Pahrump Historical Museum Director Marilyn Davis received some good news this week.
Davis learned the Nevada Commission on Tourism approved a grant proposal from the museum for $2,500.
The funds will go toward efforts to boost museum visits from out-of-town visitors.
Pahrump was one of six communities to receive the funding among five other first-time applicants in the Silver State.
Davis said this week that it was her first attempt ever at writing a grant proposal.
“It was pretty tough and I was almost certain that I would not get the grant because it was my first time writing a grant,” I was told that getting grants are difficult because there are people whose jobs involve just writing grants, so I was pretty doubtful that I would get the grant for us.”

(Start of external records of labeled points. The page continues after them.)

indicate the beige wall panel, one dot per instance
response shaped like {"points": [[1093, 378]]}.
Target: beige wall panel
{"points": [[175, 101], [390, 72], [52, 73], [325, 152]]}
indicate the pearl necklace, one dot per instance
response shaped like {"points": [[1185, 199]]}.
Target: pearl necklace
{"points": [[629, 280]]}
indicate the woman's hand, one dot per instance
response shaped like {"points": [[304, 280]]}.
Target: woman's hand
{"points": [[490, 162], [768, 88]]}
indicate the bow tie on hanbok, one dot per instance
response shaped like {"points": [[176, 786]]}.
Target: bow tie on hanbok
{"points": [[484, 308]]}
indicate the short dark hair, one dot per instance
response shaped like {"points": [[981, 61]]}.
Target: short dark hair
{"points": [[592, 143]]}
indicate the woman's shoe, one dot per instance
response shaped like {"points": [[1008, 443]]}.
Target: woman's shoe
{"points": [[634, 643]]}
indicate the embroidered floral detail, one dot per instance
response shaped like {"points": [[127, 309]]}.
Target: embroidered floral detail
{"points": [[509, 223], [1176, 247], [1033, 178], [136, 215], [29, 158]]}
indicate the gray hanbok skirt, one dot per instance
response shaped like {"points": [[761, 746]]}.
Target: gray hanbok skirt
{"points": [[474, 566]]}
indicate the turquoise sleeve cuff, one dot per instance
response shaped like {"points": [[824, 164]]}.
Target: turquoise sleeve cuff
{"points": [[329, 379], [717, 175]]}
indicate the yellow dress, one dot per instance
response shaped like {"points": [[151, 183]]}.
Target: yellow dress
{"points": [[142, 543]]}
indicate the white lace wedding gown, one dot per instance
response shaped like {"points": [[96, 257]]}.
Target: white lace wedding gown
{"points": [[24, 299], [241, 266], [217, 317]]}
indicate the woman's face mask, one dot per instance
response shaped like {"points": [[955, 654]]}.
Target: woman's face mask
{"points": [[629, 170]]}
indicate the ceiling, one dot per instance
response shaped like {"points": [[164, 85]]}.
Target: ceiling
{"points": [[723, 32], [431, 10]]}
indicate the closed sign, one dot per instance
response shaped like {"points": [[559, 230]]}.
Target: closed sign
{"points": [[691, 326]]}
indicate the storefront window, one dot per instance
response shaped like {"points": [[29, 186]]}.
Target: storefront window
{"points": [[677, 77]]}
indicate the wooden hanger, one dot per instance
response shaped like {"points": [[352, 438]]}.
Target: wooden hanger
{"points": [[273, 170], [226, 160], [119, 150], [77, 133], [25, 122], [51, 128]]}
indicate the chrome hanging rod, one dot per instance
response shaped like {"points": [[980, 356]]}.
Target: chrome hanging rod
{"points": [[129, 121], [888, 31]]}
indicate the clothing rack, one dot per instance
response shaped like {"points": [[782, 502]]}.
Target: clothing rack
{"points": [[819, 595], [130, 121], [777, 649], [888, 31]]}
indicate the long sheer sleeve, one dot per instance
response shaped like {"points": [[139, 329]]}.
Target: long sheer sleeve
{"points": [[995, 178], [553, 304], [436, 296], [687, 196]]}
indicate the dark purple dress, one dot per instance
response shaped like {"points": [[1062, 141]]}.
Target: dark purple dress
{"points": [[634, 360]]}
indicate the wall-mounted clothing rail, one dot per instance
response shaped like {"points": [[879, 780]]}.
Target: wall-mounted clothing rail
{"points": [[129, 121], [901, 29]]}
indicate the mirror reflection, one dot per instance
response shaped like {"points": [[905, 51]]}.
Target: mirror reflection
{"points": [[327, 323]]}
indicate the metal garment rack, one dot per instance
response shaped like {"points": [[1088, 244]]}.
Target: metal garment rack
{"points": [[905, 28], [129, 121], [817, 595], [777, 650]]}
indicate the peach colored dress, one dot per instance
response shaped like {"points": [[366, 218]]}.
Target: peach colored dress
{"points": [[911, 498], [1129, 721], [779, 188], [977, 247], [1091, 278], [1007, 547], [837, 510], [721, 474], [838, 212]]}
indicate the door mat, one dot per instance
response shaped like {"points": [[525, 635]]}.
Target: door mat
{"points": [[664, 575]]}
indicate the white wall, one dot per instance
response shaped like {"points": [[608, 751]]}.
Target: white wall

Doubtful or not, Davis’ efforts will allow for the creation of a project designed to draw interest in the community by way of a series of television broadcasts entitled, “History on the Go.”
“We want to do a video presentation to be produced by Ted Faye, who has done several for other museums,” she said. “They are about Nevada, but he’s also done a couple in California.”
The project involves producing a seven-to-10-minute video about the museum which will appear on Public Broadcasting Service channels in Clark and Washoe counties as well as in Southern California and the Sacramento area.
Nevada Lt. Gov. Mark Hutchison in a press release, strongly supported the grants, especially for the more rural areas of the state.
All he grants combined amount to more than $500,000.
“The (Nevada Commission on Tourism) grant program supports rural Nevada in its efforts to increase overnight visitation, a vital economic component in so many of our state’s communities,” Hutchison, tourism chairman, said. “Programs that drive overnight visitation to bring room tax revenue to these rural communities as well as to the state, and (Nevada Commission on Tourism) strongly supports rural Nevada in those efforts.”
Davis, meanwhile said the grant could not have come at a more crucial time, as the number of people who visit the museum is down this year.
“We had less visitors this year than we had last year,” she lamented. “We are looking to get more visitors here and to do whatever it takes to try to get them here. We are seeing a drop in Canadian visitors because their dollar is not as strong here as it is there. I also keep hearing that nobody knows we have a museum here in Pahrump and that’s part of the ‘History to Go’ project, which is to get more people here, obviously.”
Davis noted that the entire Pahrump project should be completed in early 2017.
The video will cover numerous facets of Pahrump’s beginnings.
Some of the topics will focus on the early settlers, many of which were miners and farmers.
Davis spoke about one of the newest exhibitions at the museum.
“It involves the history of ham radio in our area,” she said. “We had a ham radio lecture last month with John Schumacher and if anyone goes on our website they can review the lecture.”
While pondering her first grant award, Davis said she was a bit apprehensive when a letter from the Nevada Commission on Tourism arrived in the museum’s mailbox this week.
“When I received the letter, I kind of just put it on my desk and forgot about it for a little while and went about my normal daily duties,” she said. “I just learned about it on Tuesday and it gives me a little more confidence to go for other grants now that I was granted one on my first attempt.”
As a side note, 2017 marks the 25th anniversary of the Pahrump Museum and Historical Society.